It was already over, this thing that had passed through me. She was calmer than I was. I had a feeling that that was how she lived all the time, releasing herself into air. For me, coming back to earth is
always hard, always bound up in grief. It's like I've clawed open my chest, my heart, and then it folds back up like a pair of wings, leaving a trail of blood.
You make me remember my own skin,
I thought,
the edges of my body.
I thought of the trapeze. These moments that can't ever be more than what they are, that reach toward other worlds and other selves.
This is what it would be like,
I thought. Grabbing the bar, hurtling through the air. It would be like grasping a stranger, a strange woman with long hair and tattoos down her arm maybe, releasing yourself to her, taking her in. There would always be grief in that, I realized, grief and beauty. At least for me, and for the girl I was writing.

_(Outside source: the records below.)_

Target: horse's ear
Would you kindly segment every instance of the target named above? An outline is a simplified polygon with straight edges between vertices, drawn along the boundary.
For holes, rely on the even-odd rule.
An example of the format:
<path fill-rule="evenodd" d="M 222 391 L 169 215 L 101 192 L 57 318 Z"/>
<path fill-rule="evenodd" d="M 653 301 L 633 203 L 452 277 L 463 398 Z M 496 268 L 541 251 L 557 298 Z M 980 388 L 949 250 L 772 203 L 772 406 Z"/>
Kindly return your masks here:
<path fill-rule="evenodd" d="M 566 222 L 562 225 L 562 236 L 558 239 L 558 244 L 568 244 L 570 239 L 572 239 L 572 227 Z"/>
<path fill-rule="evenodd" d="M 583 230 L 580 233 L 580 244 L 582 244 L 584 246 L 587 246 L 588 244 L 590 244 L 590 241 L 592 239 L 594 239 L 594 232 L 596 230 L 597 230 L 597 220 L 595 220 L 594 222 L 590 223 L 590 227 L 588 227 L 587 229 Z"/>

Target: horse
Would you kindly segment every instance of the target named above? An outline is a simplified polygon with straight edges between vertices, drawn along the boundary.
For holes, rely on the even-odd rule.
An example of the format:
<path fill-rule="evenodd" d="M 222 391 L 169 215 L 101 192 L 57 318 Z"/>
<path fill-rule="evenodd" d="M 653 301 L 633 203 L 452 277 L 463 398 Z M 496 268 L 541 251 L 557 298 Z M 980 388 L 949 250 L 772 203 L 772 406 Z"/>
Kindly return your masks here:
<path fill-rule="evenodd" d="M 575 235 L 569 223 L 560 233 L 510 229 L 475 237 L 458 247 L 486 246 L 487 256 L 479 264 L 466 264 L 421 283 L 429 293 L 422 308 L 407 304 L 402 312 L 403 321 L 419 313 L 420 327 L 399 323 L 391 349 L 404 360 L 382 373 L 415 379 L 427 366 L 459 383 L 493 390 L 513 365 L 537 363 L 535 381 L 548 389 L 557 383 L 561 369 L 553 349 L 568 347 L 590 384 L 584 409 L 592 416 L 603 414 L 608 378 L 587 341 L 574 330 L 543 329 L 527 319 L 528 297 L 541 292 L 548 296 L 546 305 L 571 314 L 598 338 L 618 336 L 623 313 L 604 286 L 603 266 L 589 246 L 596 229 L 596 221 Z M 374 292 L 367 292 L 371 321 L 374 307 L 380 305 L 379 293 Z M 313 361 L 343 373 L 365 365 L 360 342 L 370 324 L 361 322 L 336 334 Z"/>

Daphne smiled, stretched out her hand to me. Her bracelet dangled from her wrist, glittered in the faded light.
There was no way for me to tell her this, any of it. I could not believe that we did not have more words. That I felt broken, saved, everything. That I always forgot we were surrounded by water.
BOXER'S FRACTURE
Heathen Machinery
 
 
I
t seemed impossible that I wasn't dead. I'd be struck by the puzzle of it, that I could be in so much pain and still move my legs, still make words, still go out and have a drink. Those were the nights when I would lie awake, making sure that my heart didn't stop beating, and that I didn't stop breathing. When I talk about it now and tell people that it nearly killed me, they smile and nod with understanding because they think I'm talking in metaphor again. But I'm serious—it almost killed me.
Somewhere before the beginning of this almost-death there was a newly minted boy with scars on his chest and stubble where everything used to be smooth. He was changing so quickly that I could hardly see him anymore. He was ready to leave and we fought over it. Please stay with me, I'd tell him. It can still be beautiful here. Whatever you've done, I still see us at the end of it.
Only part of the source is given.